As everybody knows, that is just a lie.
Then there is the White House confusion:
“We do not have a policy of separating families at the border,” Homeland Security Secretary Kirstjen Nielsen tweeted last night. “Period.”
On the other hand, Trump’s top domestic policy adviser, Stephen Miller, was quoted in Sunday’s New York Times praising the crackdown. “It was a simple decision by the administration to have a zero tolerance policy for illegal entry,” he said. “Period.”
Then there is Kellyanne Conway repeated Trump’s lie. On “Meet the Press” she said, “Nobody likes seeing babies ripped from their mothers’ arms. As a mother, as a Catholic, as somebody who has got a conscience… I will tell you that nobody likes this policy.” Then she blamed the legislative branch.
But it’s not the fault of the legislative branch. Neither George W. Bush nor Barack Obama did this. It’s Trump and Sessions.
Rudy Giuliani added to the confusion. He said on CBS’s “Face the Nation” that Sessions is “not giving the president the best advice” on how to handle this situation. “I know President Trump doesn’t like the children taken away from their parents,” he said. “Jeff is not giving the president the best advice!”
Possibility – Trump blames everything on Sessions and fires him? Trump certainly would never admit he was wrong.
First lady Melania Trump (an immigrant herself) called for the government to show “heart” when enforcing the law. “Mrs. Trump hates to see children separated from their families and hopes both sides of the aisle can finally come together to achieve successful immigration reform.”
But she misses the point. Both sides of the aisle don’t need to come together to stop these abuses. Her husband just needs to pick up the phone and order these actions be stopped.
Then there was Sessions, who attempted to use the Bible to justify these outrages. He said, “I would cite you to the Apostle Paul and his clear and wise command in Romans 13, to obey the laws of the government because God has ordained the government for his purposes.”
Just about every evangelical clergy person, from Frank Graham to Sessions’ own minister condemned his remarks, which were also used to justify slavery back in the day.
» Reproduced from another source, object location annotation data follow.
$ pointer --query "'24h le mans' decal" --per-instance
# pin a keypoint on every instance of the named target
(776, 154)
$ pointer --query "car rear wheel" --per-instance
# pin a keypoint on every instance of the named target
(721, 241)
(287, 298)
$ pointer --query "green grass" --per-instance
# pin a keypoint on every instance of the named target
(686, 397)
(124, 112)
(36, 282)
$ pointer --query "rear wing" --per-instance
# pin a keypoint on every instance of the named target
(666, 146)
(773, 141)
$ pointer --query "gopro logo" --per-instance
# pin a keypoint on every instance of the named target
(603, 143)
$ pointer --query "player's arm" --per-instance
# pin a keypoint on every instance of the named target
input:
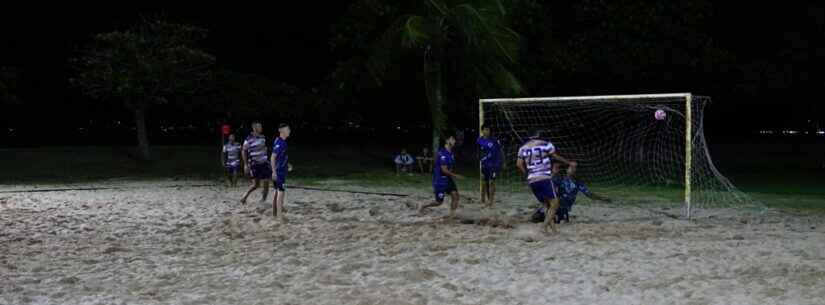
(447, 172)
(273, 162)
(223, 156)
(561, 159)
(600, 198)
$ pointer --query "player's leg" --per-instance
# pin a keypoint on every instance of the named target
(454, 199)
(491, 192)
(252, 188)
(439, 199)
(278, 209)
(265, 191)
(485, 184)
(551, 206)
(265, 175)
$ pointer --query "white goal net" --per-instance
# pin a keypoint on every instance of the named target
(640, 149)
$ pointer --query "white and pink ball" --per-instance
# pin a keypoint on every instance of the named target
(660, 115)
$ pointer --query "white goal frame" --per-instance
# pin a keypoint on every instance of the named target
(688, 97)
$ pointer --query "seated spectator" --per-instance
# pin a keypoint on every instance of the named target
(425, 160)
(403, 162)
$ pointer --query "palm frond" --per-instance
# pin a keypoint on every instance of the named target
(407, 32)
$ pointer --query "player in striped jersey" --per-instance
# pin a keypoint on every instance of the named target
(255, 161)
(535, 159)
(231, 156)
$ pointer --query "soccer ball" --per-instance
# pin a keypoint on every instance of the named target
(660, 114)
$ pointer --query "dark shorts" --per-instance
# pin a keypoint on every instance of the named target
(490, 173)
(280, 181)
(260, 171)
(441, 192)
(543, 190)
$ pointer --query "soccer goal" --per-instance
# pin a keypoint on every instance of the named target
(638, 148)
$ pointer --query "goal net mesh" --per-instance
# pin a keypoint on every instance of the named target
(623, 150)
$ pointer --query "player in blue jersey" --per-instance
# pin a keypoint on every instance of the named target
(534, 160)
(443, 175)
(491, 162)
(280, 166)
(568, 187)
(255, 161)
(231, 156)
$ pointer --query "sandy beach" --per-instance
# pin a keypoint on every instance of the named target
(164, 242)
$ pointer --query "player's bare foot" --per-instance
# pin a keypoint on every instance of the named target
(550, 227)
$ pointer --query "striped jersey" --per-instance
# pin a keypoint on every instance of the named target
(537, 159)
(233, 154)
(255, 146)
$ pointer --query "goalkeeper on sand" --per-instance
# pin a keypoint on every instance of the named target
(534, 160)
(491, 162)
(568, 187)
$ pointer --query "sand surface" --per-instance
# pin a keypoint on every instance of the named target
(155, 243)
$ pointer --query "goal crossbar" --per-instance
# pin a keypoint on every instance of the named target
(584, 98)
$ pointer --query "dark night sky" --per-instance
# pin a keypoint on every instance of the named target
(290, 43)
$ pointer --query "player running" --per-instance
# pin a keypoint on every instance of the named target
(231, 156)
(568, 187)
(280, 166)
(491, 162)
(255, 162)
(534, 160)
(443, 175)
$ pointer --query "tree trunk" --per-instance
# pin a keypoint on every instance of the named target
(434, 87)
(143, 138)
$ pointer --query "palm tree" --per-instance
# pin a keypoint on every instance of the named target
(474, 31)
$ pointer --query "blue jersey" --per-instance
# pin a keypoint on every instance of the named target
(569, 189)
(255, 146)
(281, 158)
(444, 158)
(490, 152)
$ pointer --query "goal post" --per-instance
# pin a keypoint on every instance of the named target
(620, 141)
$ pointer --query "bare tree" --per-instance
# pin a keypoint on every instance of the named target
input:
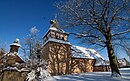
(99, 22)
(31, 46)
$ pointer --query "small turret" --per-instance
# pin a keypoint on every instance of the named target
(14, 46)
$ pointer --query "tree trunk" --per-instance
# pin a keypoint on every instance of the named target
(113, 60)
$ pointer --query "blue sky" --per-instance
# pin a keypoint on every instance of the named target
(18, 16)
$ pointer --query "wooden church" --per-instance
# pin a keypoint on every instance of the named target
(62, 57)
(57, 50)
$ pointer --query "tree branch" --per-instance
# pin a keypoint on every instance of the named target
(121, 33)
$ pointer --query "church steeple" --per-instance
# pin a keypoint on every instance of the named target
(55, 33)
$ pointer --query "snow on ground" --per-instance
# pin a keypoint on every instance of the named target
(93, 76)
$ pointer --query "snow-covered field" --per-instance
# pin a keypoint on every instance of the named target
(94, 76)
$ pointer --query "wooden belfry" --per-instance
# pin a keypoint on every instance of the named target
(57, 50)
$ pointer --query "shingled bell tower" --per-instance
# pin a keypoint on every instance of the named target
(57, 49)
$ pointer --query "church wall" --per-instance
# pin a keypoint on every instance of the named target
(58, 58)
(80, 65)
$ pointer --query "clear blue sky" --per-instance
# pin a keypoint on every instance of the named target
(18, 16)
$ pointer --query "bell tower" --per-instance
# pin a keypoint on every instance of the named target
(57, 49)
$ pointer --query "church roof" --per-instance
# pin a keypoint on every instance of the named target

It was Laura Bush who said it best, and I will leave with her extremely rare, and moving, political commentary in an op-ed in the Washington Post:
“I appreciate the need to enforce and protect our international boundaries, but this zero-tolerance policy is cruel. It is immoral. And it breaks my heart. Our government should not be in the business of warehousing children in converted box stores or making plans to place them in tent cities in the desert outside of El Paso. These images are eerily reminiscent of the Japanese American internment camps of World War II, now considered to have been one of the most shameful episodes in U.S. history. We also know that this treatment inflicts trauma; interned Japanese have been two times as likely to suffer cardiovascular disease or die prematurely than those who were not interned.
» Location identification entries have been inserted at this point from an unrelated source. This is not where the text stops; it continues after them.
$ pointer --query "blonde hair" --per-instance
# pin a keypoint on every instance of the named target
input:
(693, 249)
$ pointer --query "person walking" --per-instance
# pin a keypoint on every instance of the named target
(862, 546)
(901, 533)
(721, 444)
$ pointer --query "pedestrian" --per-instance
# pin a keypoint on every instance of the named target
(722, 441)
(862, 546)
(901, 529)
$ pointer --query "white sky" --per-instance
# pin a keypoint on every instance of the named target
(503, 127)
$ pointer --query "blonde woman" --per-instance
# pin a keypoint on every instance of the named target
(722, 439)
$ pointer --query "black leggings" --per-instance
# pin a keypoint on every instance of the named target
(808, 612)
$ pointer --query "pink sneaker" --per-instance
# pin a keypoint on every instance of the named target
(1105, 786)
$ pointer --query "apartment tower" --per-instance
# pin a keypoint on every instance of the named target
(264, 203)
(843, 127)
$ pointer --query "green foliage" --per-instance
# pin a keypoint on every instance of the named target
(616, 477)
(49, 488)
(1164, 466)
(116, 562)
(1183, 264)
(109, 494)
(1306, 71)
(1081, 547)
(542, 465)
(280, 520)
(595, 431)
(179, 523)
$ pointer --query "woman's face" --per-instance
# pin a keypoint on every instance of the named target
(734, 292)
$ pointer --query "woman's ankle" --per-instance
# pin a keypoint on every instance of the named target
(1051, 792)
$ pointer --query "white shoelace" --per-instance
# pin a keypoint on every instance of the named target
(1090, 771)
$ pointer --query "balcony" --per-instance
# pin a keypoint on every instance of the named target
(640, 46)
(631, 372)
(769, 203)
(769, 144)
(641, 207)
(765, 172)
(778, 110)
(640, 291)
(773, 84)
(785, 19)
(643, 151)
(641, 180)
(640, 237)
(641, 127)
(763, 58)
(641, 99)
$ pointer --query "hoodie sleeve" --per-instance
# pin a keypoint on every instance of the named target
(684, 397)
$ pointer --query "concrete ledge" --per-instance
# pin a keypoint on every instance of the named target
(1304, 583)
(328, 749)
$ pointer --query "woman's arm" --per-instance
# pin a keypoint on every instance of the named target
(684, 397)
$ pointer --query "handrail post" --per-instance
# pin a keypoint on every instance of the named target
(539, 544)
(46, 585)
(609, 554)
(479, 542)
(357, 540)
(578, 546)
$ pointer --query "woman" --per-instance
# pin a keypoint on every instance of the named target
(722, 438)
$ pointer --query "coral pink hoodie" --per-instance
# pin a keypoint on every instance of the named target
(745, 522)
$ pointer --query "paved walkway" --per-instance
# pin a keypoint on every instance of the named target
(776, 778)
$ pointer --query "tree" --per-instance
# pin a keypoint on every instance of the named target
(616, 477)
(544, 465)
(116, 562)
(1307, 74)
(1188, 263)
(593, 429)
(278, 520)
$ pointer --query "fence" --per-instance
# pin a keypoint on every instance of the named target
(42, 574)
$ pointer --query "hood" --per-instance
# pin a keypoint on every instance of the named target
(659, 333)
“Americans pride ourselves on being a moral nation … If we are truly that country, then it is our obligation to reunite these detained children with their parents — and to stop separating parents and children in the first place. … Recently, Colleen Kraft, who heads the American Academy of Pediatrics, visited a shelter run by the U.S. Office of Refugee Resettlement. She reported that while there were beds, toys, crayons, a playground and diaper changes, the people working at the shelter had been instructed not to pick up or touch the children to comfort them. Imagine not being able to pick up a child who is not yet out of diapers.
“People on all sides agree that our immigration system isn’t working, but the injustice of zero tolerance is not the answer. I moved away from Washington almost a decade ago, but I know there are good people at all levels of government who can do better to fix this.”